I curdi iracheni nel calderone regionale
Con la riapertura degli aeroporti curdi ai voli internazionali e un (fragile) accordo sui salari e sul petrolio può dirsi conclusa, almeno in termini formali, la crisi apertasi tra il Governo centrale di Baghdad e la Regione autonoma curda in Iraq, scaturita dal referendum del settembre scorso. È, forse, l’unica buona notizia che ha accompagnato i curdi in questo Newroz, il capodanno, segnato dai drammatici eventi di Afrin, con la fuga di migliaia di curdi orientali (siriani) dalle proprie abitazioni verso est, nei territori sotto la protezione delle milizie curde nel nord della Siria (YPG).
Eventi che si affiancano, dopo pochi mesi, alla ‘presa’ di Kirkuk da parte delle forze lealiste irachene e delle milizie sciite e dai recenti bombardamenti turchi, condannati anche dal governo di Baghdad, nel nord dell’Iraq, ufficialmente per colpire postazioni del PKK (l’organizzazione politica e paramilitare curda, per Ankara terrorista, basata nella Turchia sudorientale).

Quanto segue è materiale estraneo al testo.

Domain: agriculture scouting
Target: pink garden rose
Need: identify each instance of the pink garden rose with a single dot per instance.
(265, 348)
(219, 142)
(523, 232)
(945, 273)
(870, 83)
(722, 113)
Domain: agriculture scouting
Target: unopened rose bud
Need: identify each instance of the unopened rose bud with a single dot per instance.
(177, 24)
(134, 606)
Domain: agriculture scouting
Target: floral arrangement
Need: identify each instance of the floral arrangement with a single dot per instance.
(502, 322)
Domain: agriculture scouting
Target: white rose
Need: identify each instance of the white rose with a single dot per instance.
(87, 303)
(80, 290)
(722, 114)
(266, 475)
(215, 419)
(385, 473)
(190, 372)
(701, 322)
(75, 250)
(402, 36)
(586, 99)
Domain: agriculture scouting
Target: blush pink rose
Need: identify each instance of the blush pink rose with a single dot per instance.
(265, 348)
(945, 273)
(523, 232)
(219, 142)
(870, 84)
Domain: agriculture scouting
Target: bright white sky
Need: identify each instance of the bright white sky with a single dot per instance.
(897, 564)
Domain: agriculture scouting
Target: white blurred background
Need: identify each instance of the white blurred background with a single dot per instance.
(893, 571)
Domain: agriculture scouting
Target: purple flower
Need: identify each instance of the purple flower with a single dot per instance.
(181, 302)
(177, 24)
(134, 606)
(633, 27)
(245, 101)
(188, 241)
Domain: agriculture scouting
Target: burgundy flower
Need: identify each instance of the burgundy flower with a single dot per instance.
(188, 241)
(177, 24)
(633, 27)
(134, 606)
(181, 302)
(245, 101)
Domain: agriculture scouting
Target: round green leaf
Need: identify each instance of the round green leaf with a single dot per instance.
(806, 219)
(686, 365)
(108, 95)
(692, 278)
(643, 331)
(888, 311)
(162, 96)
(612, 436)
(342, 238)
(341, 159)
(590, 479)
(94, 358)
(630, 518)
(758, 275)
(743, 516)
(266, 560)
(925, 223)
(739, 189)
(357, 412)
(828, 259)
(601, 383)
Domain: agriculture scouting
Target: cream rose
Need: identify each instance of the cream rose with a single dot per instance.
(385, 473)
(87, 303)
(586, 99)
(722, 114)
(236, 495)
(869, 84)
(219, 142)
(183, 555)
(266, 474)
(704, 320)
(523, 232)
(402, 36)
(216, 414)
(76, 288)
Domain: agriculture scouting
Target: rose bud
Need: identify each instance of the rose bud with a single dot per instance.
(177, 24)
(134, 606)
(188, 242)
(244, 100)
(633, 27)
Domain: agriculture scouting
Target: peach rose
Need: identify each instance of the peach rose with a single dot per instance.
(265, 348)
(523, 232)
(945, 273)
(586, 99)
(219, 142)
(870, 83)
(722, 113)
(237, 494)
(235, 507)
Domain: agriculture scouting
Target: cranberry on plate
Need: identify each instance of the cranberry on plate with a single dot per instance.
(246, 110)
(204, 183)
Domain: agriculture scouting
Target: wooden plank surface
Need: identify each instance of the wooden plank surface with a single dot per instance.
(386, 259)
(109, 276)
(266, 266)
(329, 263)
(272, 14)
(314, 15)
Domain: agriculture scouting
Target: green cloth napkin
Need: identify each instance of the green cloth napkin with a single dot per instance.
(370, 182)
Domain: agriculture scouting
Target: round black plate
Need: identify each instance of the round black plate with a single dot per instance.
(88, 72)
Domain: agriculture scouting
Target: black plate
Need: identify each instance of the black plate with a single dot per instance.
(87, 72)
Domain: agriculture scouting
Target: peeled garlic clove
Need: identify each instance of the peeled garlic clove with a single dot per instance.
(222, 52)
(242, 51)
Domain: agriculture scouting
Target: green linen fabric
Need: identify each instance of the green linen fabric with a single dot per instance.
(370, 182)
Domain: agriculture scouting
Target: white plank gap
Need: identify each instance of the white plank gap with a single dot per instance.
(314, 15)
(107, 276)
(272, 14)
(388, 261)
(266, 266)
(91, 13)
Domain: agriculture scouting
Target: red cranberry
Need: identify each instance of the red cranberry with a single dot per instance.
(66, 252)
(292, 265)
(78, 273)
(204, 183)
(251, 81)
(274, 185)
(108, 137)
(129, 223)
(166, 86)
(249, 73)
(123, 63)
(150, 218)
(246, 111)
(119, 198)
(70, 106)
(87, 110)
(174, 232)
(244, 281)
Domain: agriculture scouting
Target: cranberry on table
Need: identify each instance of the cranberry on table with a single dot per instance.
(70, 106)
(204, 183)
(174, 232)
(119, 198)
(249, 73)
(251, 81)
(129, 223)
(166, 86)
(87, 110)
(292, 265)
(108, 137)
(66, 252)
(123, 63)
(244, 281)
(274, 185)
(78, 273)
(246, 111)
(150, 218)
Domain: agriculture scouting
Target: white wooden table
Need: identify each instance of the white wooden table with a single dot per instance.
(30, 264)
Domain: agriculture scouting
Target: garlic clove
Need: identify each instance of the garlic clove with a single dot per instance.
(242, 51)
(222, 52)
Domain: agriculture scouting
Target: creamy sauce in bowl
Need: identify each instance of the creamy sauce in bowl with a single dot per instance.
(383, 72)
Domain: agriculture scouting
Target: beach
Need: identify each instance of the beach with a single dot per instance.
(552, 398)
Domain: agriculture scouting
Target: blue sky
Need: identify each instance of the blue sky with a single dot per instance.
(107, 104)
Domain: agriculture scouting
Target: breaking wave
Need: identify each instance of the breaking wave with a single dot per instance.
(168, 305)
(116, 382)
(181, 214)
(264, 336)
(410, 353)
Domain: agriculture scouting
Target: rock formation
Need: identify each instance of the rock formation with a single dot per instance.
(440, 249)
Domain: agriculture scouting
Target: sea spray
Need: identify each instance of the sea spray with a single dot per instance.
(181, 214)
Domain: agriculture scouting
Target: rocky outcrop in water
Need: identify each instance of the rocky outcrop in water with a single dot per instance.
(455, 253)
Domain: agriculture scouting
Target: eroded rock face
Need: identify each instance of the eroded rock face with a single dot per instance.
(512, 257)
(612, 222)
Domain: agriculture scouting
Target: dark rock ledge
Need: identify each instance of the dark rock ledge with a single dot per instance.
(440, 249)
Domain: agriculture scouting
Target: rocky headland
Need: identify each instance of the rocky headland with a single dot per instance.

Resta, invece, aperta la crisi politico-istituzionale tra le forze curde: ad oggi la Regione (KRG) non ha un Parlamento funzionante, il Presidente della Regione autonoma, Mas’ud Barzani, si è dimesso a fine ottobre 2017, restando, tuttavia, a capo della cosiddetta Leadership politica, organismo non previsto dal diritto della KRG ma creato subito dopo il referendum di settembre. Resta in carica solo il Primo ministro, parente di Barzani, e, al momento, non sono previste elezioni né per il Parlamento né per la Presidenza: la crisi politica, con la conseguente delegittimazione delle istituzioni curde, è destinata a proseguire.
Il referendum, dunque, è costato carissimo ai curdi, che hanno perso innanzitutto la sovranità su Kirkuk, passata, come ricordato, sotto controllo iracheno già ad ottobre. In più, hanno dovuto nei fatti ‘congelare’ la questione dell’indipendenza, smentendo così la tesi di Barzani della legittimità, nel quadro dell’accidentato federalismo iracheno, di un referendum unilaterale ma non vincolante (una mossa, come già ricordato su queste pagine, di politica interna, dunque, più che di politica estera). In realtà però, il conflitto con Baghdad ha permesso all’attuale leadership del PDK (Partito democratico del Kurdistan) di guadagnare, ancora una volta, tempo, procrastinando ulteriormente e sine die la questione della legittimità delle istituzioni della regione ed evitando il giudizio di un voto popolare locale.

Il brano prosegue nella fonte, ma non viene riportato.